Why not simply blacklist or rate limit those bot IP’s ?

xprnio 10 hours ago | parent | next [-]

If you have real traffic and bot traffic, you still need to identify which is which. On top of that, bots very likely don’t reuse the same IPs over and over again. I assume if we knew all the IPs used only by bots ahead of time, then yeah it would be simple to blacklist them. But although it’s simple in theory, the practice of identifying what to blacklist in the first place is the part that isn’t as simple

snehesht 9 hours ago | parent [-]

You wouldn’t permanently block them, it’s more like a rolling window.

You can use security challenges as a mechanism to identify false positives.

Sure bots can get tons of proxies for cheap, doesn’t mean you can’t block them similar to how SSH Honeypots or Spamhaus SBL work albeit temporarily.

Bender 5 hours ago | parent | prev | next [-]

Why not simply blacklist or rate limit those bot IP’s ?

Many bots cycle through short DHCP leases on LTE wifi devices. One would have to accept blocking all cell phones which I have done for my personal hobby crap but most businesses will not do this. Another big swath of bots come from Amazon EC2 and GoogleCloud which I will also happily block on my hobby crap but most businesses will not.

Some bots are easier to block as they do not use real web clients and are missing some TCP/IP headers making them ultra easy to block. Some also do not spoof user-agent and are easy to block. Some will attempt to access URL's not visible to real humans thus blocking themselves. Many bots can not do HTTP/2.0 so they are also trivial to block. Pretty much anything not using headless Chrome is easy to block.

phyzome 10 hours ago | parent | prev | next [-]

Because punishment for breaking the robots.txt rules is a social good.

arbol 9 hours ago | parent | prev | next [-]

The AI companies are using virtually unlimited "clean" residential IPs so this is not a valid strategy.

DaiPlusPlus 9 hours ago | parent [-]

How? They run their scraping and training infrastructure - and models themselves - from within those “AI datacenters”[1] we hear about in the news - and not proxying through end-users’ own pipes.

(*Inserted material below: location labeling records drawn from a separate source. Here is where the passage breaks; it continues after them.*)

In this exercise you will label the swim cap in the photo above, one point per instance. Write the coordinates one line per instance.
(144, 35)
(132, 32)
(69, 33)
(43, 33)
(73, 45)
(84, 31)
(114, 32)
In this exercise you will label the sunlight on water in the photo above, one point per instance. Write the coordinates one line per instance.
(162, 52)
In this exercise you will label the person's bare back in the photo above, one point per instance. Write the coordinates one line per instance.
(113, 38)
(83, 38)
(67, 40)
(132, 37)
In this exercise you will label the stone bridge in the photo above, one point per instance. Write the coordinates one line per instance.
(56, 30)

[1]: in quotes, because I dislike the term, because it’s immaterial whether or not an ugly block of concrete out in the sticks is housing LLM hardware - or good ol’ fashioned colo racks.

AyyEye 8 hours ago | parent [-]

Residential proxy networks.

nextlevelwizard 5 hours ago | parent | prev | next [-]

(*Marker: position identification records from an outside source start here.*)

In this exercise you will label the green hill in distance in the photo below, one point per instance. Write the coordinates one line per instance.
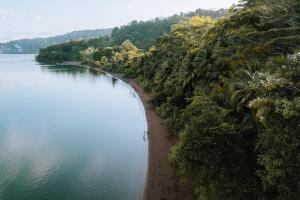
(32, 46)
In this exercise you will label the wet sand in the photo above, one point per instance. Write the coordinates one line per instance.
(162, 182)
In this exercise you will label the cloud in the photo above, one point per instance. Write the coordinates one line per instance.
(10, 13)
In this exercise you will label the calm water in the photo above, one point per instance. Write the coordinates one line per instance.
(68, 133)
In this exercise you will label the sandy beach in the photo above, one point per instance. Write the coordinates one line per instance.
(162, 182)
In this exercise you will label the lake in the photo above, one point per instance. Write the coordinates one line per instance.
(69, 133)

Point is to kill or at least hinder AI progress

aduwah 10 hours ago | parent | prev | next [-]

There are way too many to do that

snehesht 9 hours ago | parent [-]

True, most of the blacklists systems today aren’t realtime like Amazon WAF or Cloudflare.

We need a Crawler blacklist that can in realtime stream list deltas to centralized list and local dbs can pull changes.

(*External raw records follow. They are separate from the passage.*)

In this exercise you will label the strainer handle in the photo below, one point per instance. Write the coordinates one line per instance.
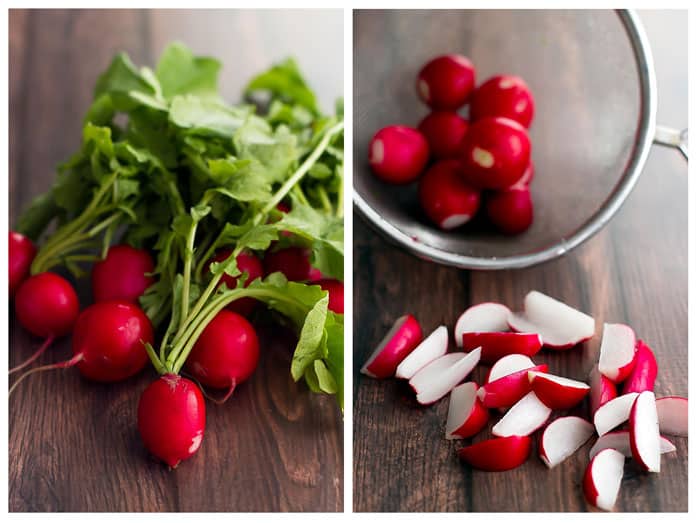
(671, 137)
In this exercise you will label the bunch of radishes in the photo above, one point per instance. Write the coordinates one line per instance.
(489, 153)
(620, 390)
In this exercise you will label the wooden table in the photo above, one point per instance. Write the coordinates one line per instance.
(634, 271)
(73, 445)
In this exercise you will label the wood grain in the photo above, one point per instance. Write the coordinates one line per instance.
(73, 445)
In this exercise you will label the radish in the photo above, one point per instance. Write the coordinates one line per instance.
(494, 153)
(618, 349)
(483, 317)
(444, 131)
(555, 391)
(507, 96)
(171, 418)
(497, 454)
(446, 82)
(495, 345)
(601, 481)
(20, 254)
(562, 437)
(399, 342)
(431, 348)
(445, 197)
(644, 372)
(466, 415)
(124, 274)
(560, 326)
(511, 210)
(398, 154)
(226, 353)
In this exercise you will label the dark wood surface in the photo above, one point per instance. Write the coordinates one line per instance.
(73, 445)
(634, 271)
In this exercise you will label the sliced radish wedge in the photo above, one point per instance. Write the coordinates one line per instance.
(555, 391)
(673, 415)
(497, 454)
(484, 317)
(617, 351)
(404, 336)
(560, 326)
(429, 349)
(613, 413)
(601, 482)
(495, 345)
(523, 418)
(466, 415)
(562, 437)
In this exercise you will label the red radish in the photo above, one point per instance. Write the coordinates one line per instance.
(613, 413)
(399, 342)
(494, 153)
(20, 254)
(446, 82)
(601, 481)
(555, 391)
(495, 345)
(507, 96)
(523, 418)
(511, 210)
(644, 372)
(618, 349)
(398, 154)
(441, 383)
(602, 390)
(226, 353)
(620, 441)
(562, 437)
(444, 131)
(445, 197)
(673, 415)
(171, 418)
(124, 274)
(507, 390)
(466, 415)
(560, 326)
(497, 454)
(483, 317)
(431, 348)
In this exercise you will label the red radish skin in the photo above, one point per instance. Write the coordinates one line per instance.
(124, 274)
(494, 153)
(226, 353)
(495, 345)
(446, 82)
(171, 418)
(497, 454)
(444, 131)
(511, 210)
(503, 95)
(398, 154)
(399, 342)
(445, 197)
(20, 254)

Verified domains can push suspected bot ips, where this engine would run heuristics to see if there is a patters across data sources and issue a temporary block with exponential TTL.

There are many problems to solve here, but as any OSS it will evolve over time if there is enough interest in it.

Costs of running this system will be huge though and corp sponsors may not work but individual sponsors may be incentivized as it’s helps them reduce bandwidth, compute costs related to bot traffic.

pixl97 9 hours ago | parent [-]

In the real-time spam market the lists worked well with honest groups for a bit, but started falling apart when once good lists get taken over by actors that realize they can use their position to make more money. It's a really difficult trap to avoid.